No suspects have been identified or arrested.
The most recent occurred just before dawn Saturday at New Life Missionary Baptist Church in the in the Walnut Park East neighborhood in northwest St. Louis.
Damage primarily was confined to an exterior wall, the roof and a doorway where the blaze appeared to have been set. With smoke damage in the interior of the church, the congregation held Sunday’s regular service on folding chairs on the lawn outside the charred house of worship.
“This was done by the mind of someone who is spiritually sick,” the church’s pastor, Rev. David Triggs, told the St. Louis Post-Dispatch.
The latest string of church arson fires began on Oct. 8 when someone set fire to the Bethel Non-Denominational Church, also in northwest St. Louis. That fire, also set at a doorway, caused minimal damage.
On Oct. 10, the second fire occurred at the New Northside Missionary Baptist Church. On Oct. 14, an arsonist started a fire at St. Augustine Catholic Church. The following day, another arson fire was reported at New Testament Church of Christ.
David A. Love, a prominent journalist and commenter on African American topics, told Hatewatch today that the “arson of five black churches in St. Louis in 10 days is both alarming and not surprising.
“This is alarming because domestic terrorism is alive and well,” Love said. “It is such a problem that the U.S. Department of Justice recently predicted increases in violent acts by white extremists who are responding to a new reality in which people of color will become a majority in America.’
“At the same time,” Love said, “there is a vicious cycle created by rightwing politicians, the NRA and hate groups who stir up anger, fear and resentment over changing demographics and want their country back. Arson and other crimes are a natural outgrowth of that. These groups need a scapegoat, whether African Americans, Latino immigrants, the LGBTQ community or others.”

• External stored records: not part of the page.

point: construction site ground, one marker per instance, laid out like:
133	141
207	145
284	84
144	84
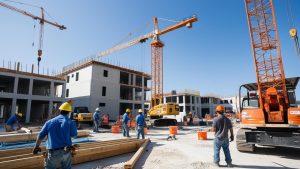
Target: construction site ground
187	152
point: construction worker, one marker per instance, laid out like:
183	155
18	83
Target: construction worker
191	118
221	125
96	119
124	123
140	124
59	131
14	119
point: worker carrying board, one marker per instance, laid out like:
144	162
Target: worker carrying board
14	119
59	131
221	125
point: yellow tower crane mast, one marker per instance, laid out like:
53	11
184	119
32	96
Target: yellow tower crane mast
42	22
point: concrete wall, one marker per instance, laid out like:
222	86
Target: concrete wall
29	97
112	84
82	87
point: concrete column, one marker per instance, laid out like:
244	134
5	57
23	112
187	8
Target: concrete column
143	91
50	109
28	111
63	91
52	89
16	85
13	106
184	104
133	94
30	86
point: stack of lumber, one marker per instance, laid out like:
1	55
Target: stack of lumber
23	158
10	138
130	164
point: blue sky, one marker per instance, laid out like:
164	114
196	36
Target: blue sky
213	57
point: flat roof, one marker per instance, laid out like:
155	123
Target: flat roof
291	83
31	74
93	62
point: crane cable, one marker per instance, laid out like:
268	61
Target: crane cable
293	30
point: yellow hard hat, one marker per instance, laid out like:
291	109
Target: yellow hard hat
220	108
19	114
66	107
293	32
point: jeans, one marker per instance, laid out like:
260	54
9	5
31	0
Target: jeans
140	131
58	159
224	144
96	126
125	130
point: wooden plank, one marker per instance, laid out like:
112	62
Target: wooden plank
18	151
9	138
130	164
92	151
26	130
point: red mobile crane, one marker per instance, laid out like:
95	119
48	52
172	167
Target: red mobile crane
268	112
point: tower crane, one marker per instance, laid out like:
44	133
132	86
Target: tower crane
268	113
158	109
41	20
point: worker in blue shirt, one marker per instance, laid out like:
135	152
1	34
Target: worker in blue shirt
59	131
96	119
124	122
140	124
14	119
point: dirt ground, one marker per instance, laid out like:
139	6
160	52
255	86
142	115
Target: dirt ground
187	152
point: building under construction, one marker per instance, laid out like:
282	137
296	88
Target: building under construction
36	96
113	88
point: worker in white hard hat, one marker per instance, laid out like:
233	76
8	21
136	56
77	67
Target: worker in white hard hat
14	119
59	131
96	119
140	124
124	123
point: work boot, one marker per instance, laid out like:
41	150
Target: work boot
230	165
216	164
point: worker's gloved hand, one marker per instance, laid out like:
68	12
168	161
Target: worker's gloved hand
36	150
231	138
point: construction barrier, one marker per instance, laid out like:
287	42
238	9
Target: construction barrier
173	130
115	129
202	135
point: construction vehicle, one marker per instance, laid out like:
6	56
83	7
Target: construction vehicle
42	22
82	115
268	113
158	109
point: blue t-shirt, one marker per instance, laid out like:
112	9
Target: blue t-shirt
96	116
125	118
12	120
140	120
60	129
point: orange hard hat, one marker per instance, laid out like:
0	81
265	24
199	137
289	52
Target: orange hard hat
220	108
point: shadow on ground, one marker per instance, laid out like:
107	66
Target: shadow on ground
283	152
146	154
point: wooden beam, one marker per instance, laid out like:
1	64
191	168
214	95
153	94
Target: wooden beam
87	152
10	138
130	164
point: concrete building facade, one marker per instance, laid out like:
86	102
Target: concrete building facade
209	104
35	96
112	88
188	100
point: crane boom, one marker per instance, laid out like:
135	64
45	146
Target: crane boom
267	58
31	15
187	22
42	22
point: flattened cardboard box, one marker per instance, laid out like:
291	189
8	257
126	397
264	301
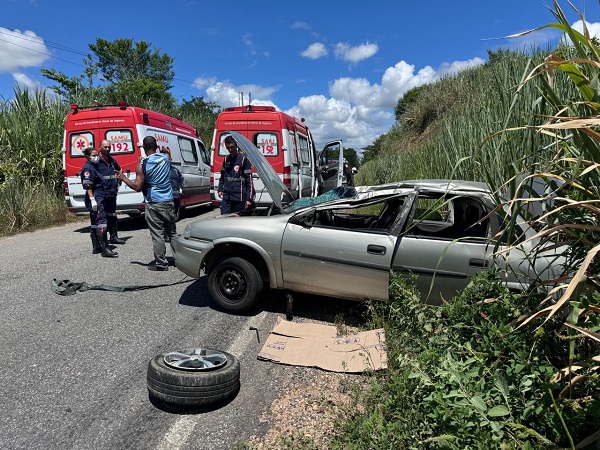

In a follow-up comment to Hatewatch, Love noted that, "It is interesting, and more than coincidence, that St. Louis has also witnessed a great deal of racial tension and violence, in light of the events in Ferguson. In an environment which fosters government sponsored racism -- police violence against black residents, racial profiling and economic exploitation through a system of court fees amounting to a black debtors' prisons -- it does not take such a stretch of the imagination to consider that some private citizens may feel emboldened to take matters in their own hands.
The fires in St. Louis come four months after a string of six church fires in the days following the June 17 murderous rampage by a white supremacist who fatally shot nine people at Emanuel AME Church in Charleston, S.C. Of those fires in four southern states, some were accidentally started or caused by lightning, but authorities said three were the work of arsonists.